そんな考えがふと頭を過ぎった。玄関にある靴はいつも通りの数だったけど、もし姜維がなにかパニックを起こしたりしたら、はだしでも外へ飛び出ていく可能性もある。
そもそもここへ来たときだって、はだしだった。
けれど早足にリビングへ向かうと、そこにはきちんと姜維の姿があった。ソファーに横になって目をつむっている。眠っているようだった。
姜維に変わりがないことにほっとして、それならば超兄に早く薬を飲ませたいので、キッチンから透明のコップを取り出して水を注ぐ。

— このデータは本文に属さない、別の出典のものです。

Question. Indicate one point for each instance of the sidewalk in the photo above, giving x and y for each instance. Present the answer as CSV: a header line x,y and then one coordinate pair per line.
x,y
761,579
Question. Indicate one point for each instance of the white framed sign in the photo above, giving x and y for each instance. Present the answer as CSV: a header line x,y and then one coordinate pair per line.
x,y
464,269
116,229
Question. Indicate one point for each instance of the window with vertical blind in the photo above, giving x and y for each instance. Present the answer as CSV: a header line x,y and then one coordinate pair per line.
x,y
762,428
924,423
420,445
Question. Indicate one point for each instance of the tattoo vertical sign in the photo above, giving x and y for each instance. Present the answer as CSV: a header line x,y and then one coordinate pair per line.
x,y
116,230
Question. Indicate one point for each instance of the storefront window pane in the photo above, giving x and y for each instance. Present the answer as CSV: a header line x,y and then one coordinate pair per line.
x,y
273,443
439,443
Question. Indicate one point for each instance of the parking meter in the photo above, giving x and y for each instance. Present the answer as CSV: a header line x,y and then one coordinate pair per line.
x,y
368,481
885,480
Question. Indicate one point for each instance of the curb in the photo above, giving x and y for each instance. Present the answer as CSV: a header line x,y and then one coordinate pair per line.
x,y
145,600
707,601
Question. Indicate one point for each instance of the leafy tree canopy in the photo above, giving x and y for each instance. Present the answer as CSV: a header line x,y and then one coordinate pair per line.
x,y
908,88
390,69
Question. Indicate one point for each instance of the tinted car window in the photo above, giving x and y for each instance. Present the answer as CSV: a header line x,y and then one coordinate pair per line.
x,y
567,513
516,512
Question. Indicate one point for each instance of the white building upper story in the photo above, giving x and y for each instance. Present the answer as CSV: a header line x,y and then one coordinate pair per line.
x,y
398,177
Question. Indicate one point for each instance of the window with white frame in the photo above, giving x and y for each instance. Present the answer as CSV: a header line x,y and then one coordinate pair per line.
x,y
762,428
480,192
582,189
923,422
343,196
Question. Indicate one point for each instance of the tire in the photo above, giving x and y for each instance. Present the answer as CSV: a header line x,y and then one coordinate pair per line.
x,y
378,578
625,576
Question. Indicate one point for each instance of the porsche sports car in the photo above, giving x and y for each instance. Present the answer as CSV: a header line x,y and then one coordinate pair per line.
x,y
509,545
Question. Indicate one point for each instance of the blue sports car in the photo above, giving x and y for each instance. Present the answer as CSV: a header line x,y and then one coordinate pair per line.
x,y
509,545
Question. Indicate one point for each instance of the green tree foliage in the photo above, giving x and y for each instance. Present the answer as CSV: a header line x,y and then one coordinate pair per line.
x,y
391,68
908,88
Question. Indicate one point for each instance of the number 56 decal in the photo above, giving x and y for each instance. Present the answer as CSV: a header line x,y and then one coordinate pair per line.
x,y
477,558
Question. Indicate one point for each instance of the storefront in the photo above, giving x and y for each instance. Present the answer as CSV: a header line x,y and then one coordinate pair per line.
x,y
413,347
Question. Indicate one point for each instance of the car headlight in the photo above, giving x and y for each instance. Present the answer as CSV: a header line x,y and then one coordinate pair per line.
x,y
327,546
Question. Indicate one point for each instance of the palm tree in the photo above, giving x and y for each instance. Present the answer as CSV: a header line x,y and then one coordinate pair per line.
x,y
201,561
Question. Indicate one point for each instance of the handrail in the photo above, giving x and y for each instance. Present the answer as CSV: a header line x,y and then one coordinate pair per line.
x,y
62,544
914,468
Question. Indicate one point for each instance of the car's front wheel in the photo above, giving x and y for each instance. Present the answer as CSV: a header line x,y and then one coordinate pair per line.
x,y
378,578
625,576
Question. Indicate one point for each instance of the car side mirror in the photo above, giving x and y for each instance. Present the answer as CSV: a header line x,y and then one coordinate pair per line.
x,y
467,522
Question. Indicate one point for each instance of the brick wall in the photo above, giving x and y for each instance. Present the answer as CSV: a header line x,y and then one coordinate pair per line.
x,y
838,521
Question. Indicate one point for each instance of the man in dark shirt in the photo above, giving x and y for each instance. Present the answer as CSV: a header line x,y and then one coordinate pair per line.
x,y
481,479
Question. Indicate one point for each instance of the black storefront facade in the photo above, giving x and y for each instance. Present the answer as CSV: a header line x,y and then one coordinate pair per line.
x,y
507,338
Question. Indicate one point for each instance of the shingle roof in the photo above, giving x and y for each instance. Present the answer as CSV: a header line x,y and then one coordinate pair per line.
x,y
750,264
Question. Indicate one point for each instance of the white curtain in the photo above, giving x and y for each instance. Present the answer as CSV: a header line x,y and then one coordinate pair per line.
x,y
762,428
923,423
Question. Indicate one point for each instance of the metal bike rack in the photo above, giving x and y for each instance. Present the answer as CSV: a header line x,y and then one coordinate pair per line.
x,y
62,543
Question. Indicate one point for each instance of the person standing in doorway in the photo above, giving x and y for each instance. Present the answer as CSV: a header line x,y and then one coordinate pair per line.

新しく処方してもらった効き目の強い薬。その大きな錠剤ひとつとコップを手にして、超兄の部屋にいく。どんよりと真っ暗な部屋のベッドのうえで、超兄はぼうっと座っていた。
「あれ、寝てなかったの?」
返事はない。もともとそれは承知で話し掛けたので、とくに気にはならない。
うつろな目で、超兄は空間を見つめている。なにかいらついているように、ときおり手の甲を自分の爪で引っかいている。蚯蚓腫れになっているのがいたましく、俺はその自傷行為をやんわりと止めさせた。
「ほら、効き目のつよい薬。飲んで」
つまんだ粒を超兄の鼻先に寄せる。ゆっくりと超兄の手が動いて、それを受けとった。口に入れたことを確認して、コップを渡す。
「しばらくすればよくなるよ。もう夕方だし」
返されたコップを受けとって、俺は超兄のやわらかい髪をなでた。そしてすぐに部屋を去る。まだやらなければならないことがたくさんあるから、それをやりとげるために自分の心をしっかりさせておかないといけないから。
これから姜維に、話をしなければ。
姜維にとっては酷な話。

ずっと、そのまま眠っていれば、ひどい現実から逃げていられる。
でもいつか目覚めなければ、いやでも目覚めてしまうから、逃げて逃げて逃げ切れなくなったときの辛さを、姜維は耐えることができるのだろうか。